Publishing company Hermes Press has reprinted Lann, Ribit! and Ghita of Alizarr; the latter being reprinted as an archival, nearly full-sized reproduction of the original art.

=== Controversy ===
Prosecutors in the Planet Comics and Science Fiction Store obscenity case in Oklahoma City, Oklahoma, in 1995–1996 confiscated Thorne's The Devil's Angel, among other creators' works, as alleged child pornography.

== Other media ==
Thorne wrote and produced the documentary Two Lords and a Lady, about Elizabeth Lee “Aunt Betty” Frazee and The Battle of the Short Hills. He wrote the books The Barrington Hall Sketchbook, Drawing Sexy Women, The Crystal Ballroom, and The Alizarrian Trilogy: Nymph, all published by Fantagraphics Books., also Frank Thorne's Battling Beauties (with Howard Leroy Davis as co-writer and which includes Sylph from The Alizarrian Trilogy), Frank Thorne's Ribit, Frank Thornre's Lann, all published by Hermes Press. His work as a writer-illustrator has appeared in Playboy, Hustler, Golden Magazine, High Times, and Vanity Fair.

== Awards ==
Thorne's awards include a 1963 National Cartoonists Society award in the Comic Book Division, the 1978 San Diego Inkpot Award, the Playboy editorial award for best comic for Moonshine McJugs, Warren Magazine's Best Comic for Ghita of Alizarr, NJ Art Director’s Club.

== Personal life ==
Thorne was known during the 1970s for attending comic book conventions in his persona as The Wizard judging Red Sonja Lookalike Contests. He was born in Rahway, New Jersey, and as of 2010 lived in Scotch Plains, New Jersey.

Thorne wanted to be known as a master in all aspects of cartooning and illustration. This lifetime pursuit was completed with his humorous Moonshine McJuggs cartoons published in Playboy.
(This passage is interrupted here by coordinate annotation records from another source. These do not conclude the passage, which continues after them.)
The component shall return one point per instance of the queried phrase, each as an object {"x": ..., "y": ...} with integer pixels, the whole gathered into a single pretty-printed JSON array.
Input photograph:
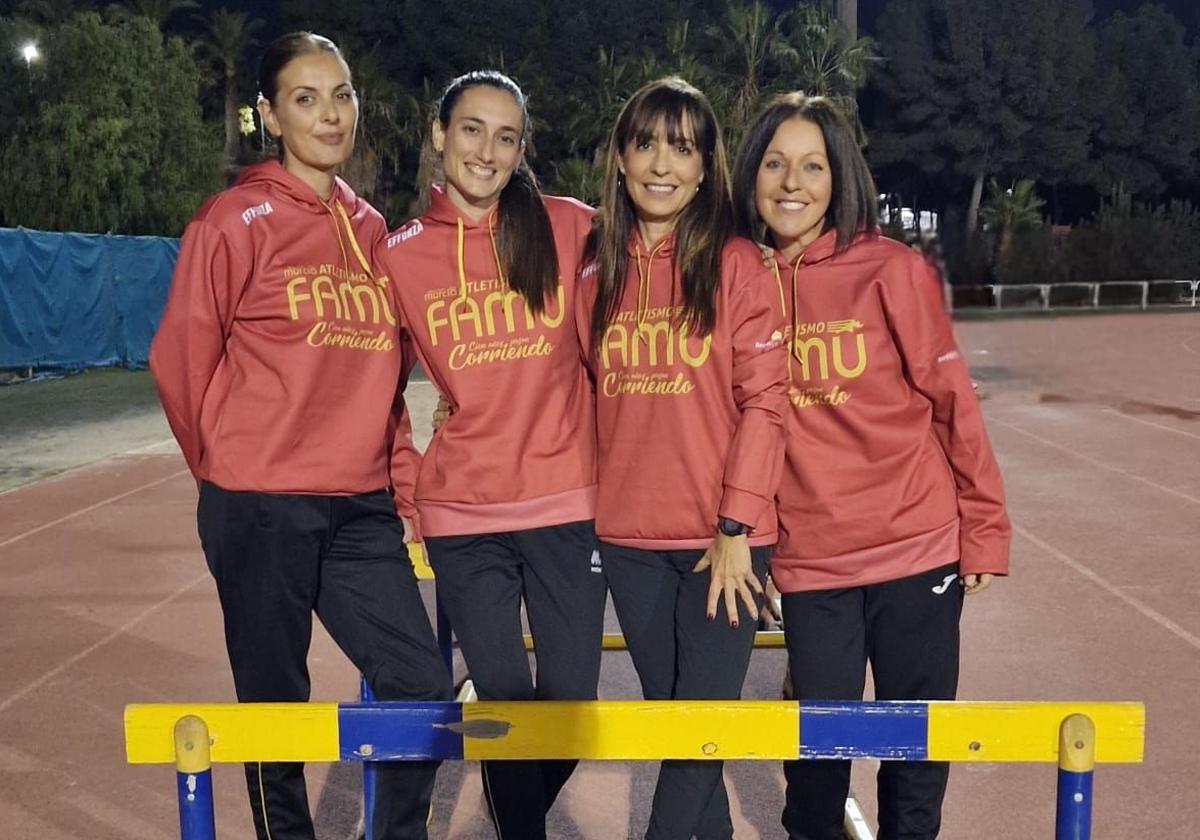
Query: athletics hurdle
[{"x": 1075, "y": 736}]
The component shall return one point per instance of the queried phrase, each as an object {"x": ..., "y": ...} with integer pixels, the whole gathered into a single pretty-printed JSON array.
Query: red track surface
[{"x": 105, "y": 600}]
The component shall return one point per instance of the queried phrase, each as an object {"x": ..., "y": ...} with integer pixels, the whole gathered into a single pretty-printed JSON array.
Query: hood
[
  {"x": 343, "y": 204},
  {"x": 665, "y": 246},
  {"x": 825, "y": 246},
  {"x": 275, "y": 178}
]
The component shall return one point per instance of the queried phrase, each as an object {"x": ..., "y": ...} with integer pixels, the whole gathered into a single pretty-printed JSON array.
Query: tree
[
  {"x": 1149, "y": 123},
  {"x": 976, "y": 89},
  {"x": 744, "y": 39},
  {"x": 814, "y": 53},
  {"x": 157, "y": 11},
  {"x": 229, "y": 35},
  {"x": 1011, "y": 211},
  {"x": 117, "y": 144}
]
He acknowledged that he could not have done all that he had done without the support of Marilyn, his wife of sixty-nine years. Despite the controversial nature of some of his material her support was unwavering. This enabled Thorne to work in every area of cartooning and illustration from Sunday School pamphlets to pornography.

He and Marilyn died on the same day: March 7, 2021.